Estuve unos días en China. Shanghái y Pekín, como se llamaba antes a la capital, en lugar de Beijing. Con mis compañeros de aventuras nos invitaron a una cena en un antiguo palacete de la época imperial en la capital económica de este país.
Recuerdo que nuestros anfitriones, miembros del Partido Comunista Chino, todos de uniforme, estaban muy apurados por hacernos tomar sake, el vino hecho en base de arroz.
La comida, para mi paladar occidental, que giraba en grandes platos circulares, era espantosa.
Afuera, la pobreza, franciscana. De hecho, los chinos que circulaban lo hacían prácticamente uniformados, con esos cuellos mao, y colores que iban en la paleta del gris al verde y marrón. En cada esquina había "arbolitos", que decían "chen mani". Al rato supe que cambiaban el yuan blue por dólares. La diferencia era abismal.
Algo debían hacer estos jerarcas para cambiar ese gigantesco experimento social, donde derrocaron una inequidad monstruosa de emperadores, por un partido único, con enormes preferencias por sus privilegiados miembros.
Y lo hicieron. Estamos ahora en época de Xi. No es que lo llamemos por el nombre, es el apellido. Se escribe en sentido inverso.
Xi fue presentado como secretario general del gobernante Partido Comunista, inclinando a China hacia el gobierno de un solo hombre después de décadas de compartir el poder entre la élite.
En China ser secretario general del Partido es más poderoso que ser primer ministro, que lo tienen, o presidente, que es el devenir natural. Primero, secretario general.
Xi Jinping ha sido confirmado como líder de China para un tercer mandato que rompe precedentes, después de que una reunión política de una semana eliminó a rivales clave y fortaleció su poder político.

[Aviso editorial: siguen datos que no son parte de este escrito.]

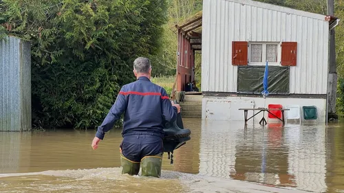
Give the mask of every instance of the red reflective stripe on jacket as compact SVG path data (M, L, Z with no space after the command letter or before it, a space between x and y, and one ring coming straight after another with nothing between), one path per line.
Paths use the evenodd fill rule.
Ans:
M141 93L136 91L120 92L120 94L125 95L160 95L162 99L169 99L168 96L162 96L160 93Z

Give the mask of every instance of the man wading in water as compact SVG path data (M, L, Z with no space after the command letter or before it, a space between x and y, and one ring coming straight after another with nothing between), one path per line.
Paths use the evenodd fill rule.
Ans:
M137 175L141 163L142 176L160 177L163 121L175 122L180 112L180 106L170 101L165 89L150 81L151 71L148 58L135 60L133 73L137 80L121 88L92 141L95 150L105 133L125 113L123 141L120 146L122 174ZM181 135L187 133L186 130L179 132Z

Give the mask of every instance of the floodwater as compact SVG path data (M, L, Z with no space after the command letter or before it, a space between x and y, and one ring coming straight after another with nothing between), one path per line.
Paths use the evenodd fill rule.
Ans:
M343 122L183 120L191 140L160 179L120 174L120 130L96 150L94 130L0 133L0 192L344 192Z

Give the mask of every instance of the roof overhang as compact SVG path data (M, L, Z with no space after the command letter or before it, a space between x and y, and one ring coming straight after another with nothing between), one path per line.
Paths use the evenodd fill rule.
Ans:
M202 49L202 12L196 13L185 21L175 25L179 33L190 40L190 44L195 50Z

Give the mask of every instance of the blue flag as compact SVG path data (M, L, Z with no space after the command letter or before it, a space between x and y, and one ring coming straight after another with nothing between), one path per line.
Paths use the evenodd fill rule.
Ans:
M269 95L269 91L268 91L268 77L269 76L268 63L268 62L266 61L266 64L265 65L264 77L263 78L263 88L264 89L264 90L261 92L261 93L263 94L263 96L264 98Z

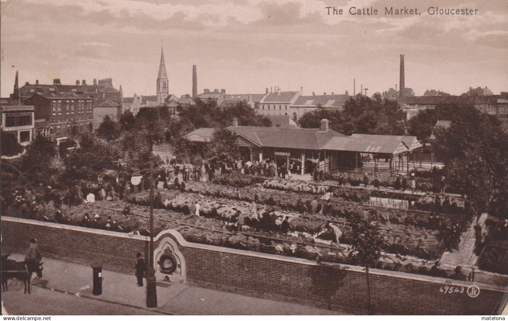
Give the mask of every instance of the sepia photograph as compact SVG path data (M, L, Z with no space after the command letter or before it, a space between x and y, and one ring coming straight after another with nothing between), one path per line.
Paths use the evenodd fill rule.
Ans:
M4 320L508 315L506 0L0 15Z

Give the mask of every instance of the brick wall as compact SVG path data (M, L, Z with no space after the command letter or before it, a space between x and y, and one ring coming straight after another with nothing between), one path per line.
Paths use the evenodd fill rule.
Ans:
M3 247L24 250L26 240L35 237L46 257L87 265L100 263L105 269L117 272L132 273L136 253L148 256L148 238L143 236L4 218L2 233ZM367 312L366 275L359 267L337 268L337 265L188 243L177 232L157 236L155 248L168 235L184 257L190 284L324 308L323 290L332 287L336 290L331 300L333 309ZM372 307L378 314L496 314L504 294L479 284L480 296L471 298L465 293L471 283L463 282L463 293L443 294L439 292L441 287L463 284L403 273L371 272Z

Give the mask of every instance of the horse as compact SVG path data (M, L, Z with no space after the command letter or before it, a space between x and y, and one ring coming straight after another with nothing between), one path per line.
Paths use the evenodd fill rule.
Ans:
M26 264L25 261L4 260L4 257L2 259L2 285L3 292L9 291L7 281L14 277L23 281L24 284L24 294L26 294L27 288L28 294L30 294L30 281L32 274L35 272L38 277L42 277L42 265L44 262L40 262L37 265L33 265L32 266L31 264Z

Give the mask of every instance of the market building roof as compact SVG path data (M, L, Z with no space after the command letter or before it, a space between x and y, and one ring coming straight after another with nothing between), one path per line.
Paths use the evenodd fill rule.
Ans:
M412 151L422 147L422 144L418 141L416 136L394 136L392 135L369 135L368 134L353 134L353 138L364 138L376 140L389 140L392 141L402 141L409 148L409 151ZM407 148L404 152L407 151Z
M323 147L323 149L393 155L407 151L407 148L401 140L385 140L352 136L333 137Z

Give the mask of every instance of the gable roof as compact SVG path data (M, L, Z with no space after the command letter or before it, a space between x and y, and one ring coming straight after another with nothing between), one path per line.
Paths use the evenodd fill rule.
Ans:
M353 134L353 138L374 139L376 140L390 140L392 141L402 141L407 146L410 151L422 147L416 136L394 136L392 135L369 135L368 134ZM407 148L406 150L407 150Z
M297 95L300 94L299 91L279 91L272 92L266 95L260 102L281 102L291 103Z
M230 126L231 130L254 144L264 147L321 150L330 138L344 135L329 129L315 128Z
M351 98L348 95L323 95L300 96L292 105L294 106L312 107L321 105L323 107L341 108Z
M441 127L444 127L445 128L448 128L450 127L451 123L452 121L450 120L438 120L436 122L436 126L440 126Z
M289 115L267 115L265 116L272 122L272 127L297 127L295 121ZM277 126L277 125L279 126Z
M352 136L334 137L323 147L323 149L357 153L380 153L391 154L399 154L407 150L407 148L400 140L385 140Z

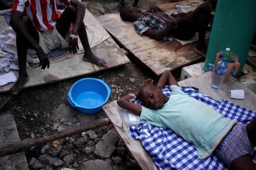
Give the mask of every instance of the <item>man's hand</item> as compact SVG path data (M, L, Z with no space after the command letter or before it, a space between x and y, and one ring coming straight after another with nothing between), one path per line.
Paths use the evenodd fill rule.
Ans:
M44 69L47 66L47 69L49 67L49 61L48 59L47 56L46 56L43 50L40 46L38 47L36 49L36 54L40 61L40 65L42 66L41 69Z
M77 53L77 50L79 49L77 34L69 33L69 48L71 53L72 52L74 54Z
M148 11L152 13L157 12L158 12L158 8L155 5L151 5L149 7Z

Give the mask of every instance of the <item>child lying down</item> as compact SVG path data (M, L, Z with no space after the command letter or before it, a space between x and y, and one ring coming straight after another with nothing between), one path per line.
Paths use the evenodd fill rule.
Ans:
M199 159L214 151L232 169L256 169L249 154L256 144L256 118L243 125L225 118L214 109L183 92L172 74L166 71L156 86L146 80L137 92L118 100L118 105L140 116L141 120L168 128L192 143ZM167 84L172 95L162 92ZM144 106L130 101L136 97Z

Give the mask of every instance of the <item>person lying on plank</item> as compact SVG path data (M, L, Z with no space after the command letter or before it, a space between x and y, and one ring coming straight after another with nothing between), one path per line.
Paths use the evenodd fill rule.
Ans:
M172 95L162 91L170 86ZM134 97L143 105L130 103ZM243 125L225 118L204 103L184 93L169 71L165 71L156 86L147 79L139 91L117 100L122 108L140 116L151 124L170 128L192 143L199 159L213 151L232 169L256 169L249 154L256 145L256 118Z
M134 0L134 2L133 2L133 6L135 7L138 7L138 2L139 2L139 0ZM121 7L125 6L125 0L121 0Z
M66 6L58 18L57 6ZM85 7L78 0L15 0L10 24L16 34L17 53L19 65L19 78L10 89L18 94L29 76L26 71L27 52L35 51L42 69L49 67L46 54L56 48L69 47L74 54L79 49L79 37L85 53L82 60L107 67L106 61L91 51L84 23ZM69 32L71 23L72 30Z
M124 7L120 11L120 16L123 20L133 22L136 32L141 36L155 40L168 40L172 35L175 38L188 40L198 31L198 44L195 50L205 56L205 33L210 13L216 8L217 2L207 1L189 12L186 18L174 18L156 6L143 12L138 8Z

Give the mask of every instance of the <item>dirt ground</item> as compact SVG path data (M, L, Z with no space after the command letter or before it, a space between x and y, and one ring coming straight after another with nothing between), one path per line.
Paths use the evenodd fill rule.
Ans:
M126 2L128 5L133 3L133 1L126 1ZM140 1L138 5L140 7L146 7L154 3L163 3L171 2L172 1ZM96 16L116 12L119 8L118 1L114 0L87 1L87 3L85 3L88 9ZM105 81L112 88L112 95L109 99L109 101L111 101L117 100L131 91L137 90L142 81L147 78L152 78L155 80L158 80L159 78L134 59L131 54L129 54L128 57L131 60L130 63L117 68L23 90L18 95L10 97L3 107L1 109L0 114L11 114L14 116L21 140L52 134L57 131L60 127L68 128L68 127L77 126L84 123L93 122L95 120L101 118L106 118L106 116L102 110L90 116L80 113L69 105L67 100L67 94L72 84L81 78L86 77L100 78ZM175 76L179 78L180 69L174 73ZM8 93L1 95L0 101L2 101L2 105L3 105L4 102L9 96ZM0 108L1 107L0 105ZM65 117L65 119L61 120L63 117ZM94 130L97 138L93 140L91 139L92 140L89 142L90 142L89 145L95 148L95 145L101 137L111 128L110 125ZM76 139L80 137L81 135L79 135L72 137ZM65 140L69 141L70 139L68 138ZM123 143L120 144L122 143L121 141L119 141L118 143L119 144L117 144L117 147L121 146L125 147ZM69 143L67 142L67 143ZM50 146L51 145L49 143L43 144L43 146L45 144ZM62 150L68 150L68 146L67 146L68 144L64 142ZM43 163L43 166L42 168L43 169L60 169L63 167L74 169L80 167L81 168L81 165L84 162L102 159L94 154L85 155L81 154L81 148L76 146L72 147L73 147L68 151L72 152L74 160L69 166L67 164L63 163L63 165L57 167L48 167L49 168L47 169L47 165ZM39 148L41 151L42 147L39 146ZM39 152L38 154L35 149L28 149L25 153L28 164L32 157L38 159L40 155L44 154L42 151L42 153ZM62 158L60 158L61 156L59 156L60 152L57 154L59 155L55 156L59 156L58 158L61 159ZM114 169L139 169L136 162L133 160L130 154L126 156L125 159L122 159L121 162L112 163L113 168ZM120 157L122 156L120 156ZM32 169L31 167L30 168Z

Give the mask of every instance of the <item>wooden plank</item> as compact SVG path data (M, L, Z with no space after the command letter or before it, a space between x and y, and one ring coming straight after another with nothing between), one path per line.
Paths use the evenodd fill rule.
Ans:
M166 11L176 9L176 5L190 6L192 7L197 7L199 5L200 5L201 3L204 3L204 2L203 1L201 1L201 0L194 0L194 1L185 0L185 1L179 1L179 2L176 2L158 4L157 6L159 8L160 8Z
M27 67L27 71L30 79L24 88L86 75L109 69L130 62L128 58L111 37L93 48L92 50L97 56L106 60L108 64L108 67L102 67L90 62L84 61L82 59L84 53L75 54L73 57L64 61L51 63L48 69L46 69L43 70L40 67ZM14 71L14 73L18 77L18 72ZM0 92L8 91L13 84L9 83L5 86L0 86Z
M199 88L200 92L209 95L214 99L226 99L245 108L256 110L256 95L233 78L230 78L223 84L220 90L213 91L210 88L211 73L208 72L199 77L192 77L179 82L181 86L195 86ZM229 96L230 90L243 89L245 100L231 99ZM117 101L110 102L103 107L103 110L112 122L114 127L123 139L124 143L143 169L156 168L151 157L144 150L139 140L133 140L128 131L128 125L124 121L124 109L119 107Z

Leo The Guardian: “En un evento de prensa este domingo, siete leales a Xi clave fueron revelados como miembros del órgano político más poderoso de China, el comité permanente del politburó (PSC), mientras subían al escenario en orden de rango.
“Fui reelegido como secretario general del comité central del PCCh”, dijo Xi en los comentarios de apertura, antes de presentar a los otros seis miembros: Li Qiang, Zhao Leji, Wang Huning, Cai Qi, Ding Xuexiang y Li Xi .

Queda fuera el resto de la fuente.